Lester Young / The President Plays With The Oscar Peterson Trio (verve/1952)

Lester Young(ts) Oscar Peterson(p) Barney Kessel(g) Ray Brown(b) J. C. Heard(ds)
レスター・ヤングのテナーをひとことで言い表すと「軽やか」という言葉がピッタリくる。音色もフレーズもリズム感もすべて軽やかだ。王道テナーの豪快さや重々しさやマッチョな感じといったものの対極にある。この軽やかなレスター・ヤングをさらにスウィングさせているのが当時絶好調のオスカー・ピーターソン(というかオスカー・ピーターソンはいつでも絶好調ですね)。このケッセル入りのピーターソン・トリオがハーブ・エリス時代とはまた違った硬質のスウィングで引っ張る。カウント・ベイシー・オーケストラで軽やかにキメるレスターがそのままモダンな土台に乗ったという感じか。レスター・ヤングの作品の中でも際立ってモダンでかっこいいです。
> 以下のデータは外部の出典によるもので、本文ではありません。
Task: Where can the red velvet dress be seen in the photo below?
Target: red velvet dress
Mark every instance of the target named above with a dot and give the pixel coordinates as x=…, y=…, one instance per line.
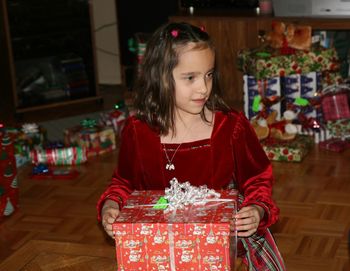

JOE LOVANO / TRIO TAPESTRY (ECM/2019)

Joe Lovano(ts,ss) Marilyn Crispell(p) Carmen Castaldi(ds, per)

ジョー・ロヴァーノの新譜が素晴らしい。こういう編成だとECMにありがちな北欧の静かな音楽みたいになりがちなのだが、そこはジョー・ロヴァーノ。雰囲気としてはNY(ちなみにこれはNY録音)。どこかパーマネント・ヴァケーション(ジム・ジャームッシュ)の映像を思い浮かべてしまうような音になってます。サックスとパーカッションだけの1曲目なんてここ数年聴いたジャズの中でも最高のもの。マリリン・クリスペルのゆったりとした波のようなピアノが絡んでくるとさすがにECMっぽさが出てくるけど、サックスとパーカッションだけのパートの殺伐としたような雰囲気は本当に好き。センスのいいパーカッションを叩くCarmen Castaldiはこれから要注目。にしてもこれ、ECMらしからぬジャケに驚いた。マンフレッド・アイヒャーが最も嫌いそうな感じだが、何があったのか(笑)。

Clifford Jordan, John Gilmore / Blowing in from Chicago (blue note/1957)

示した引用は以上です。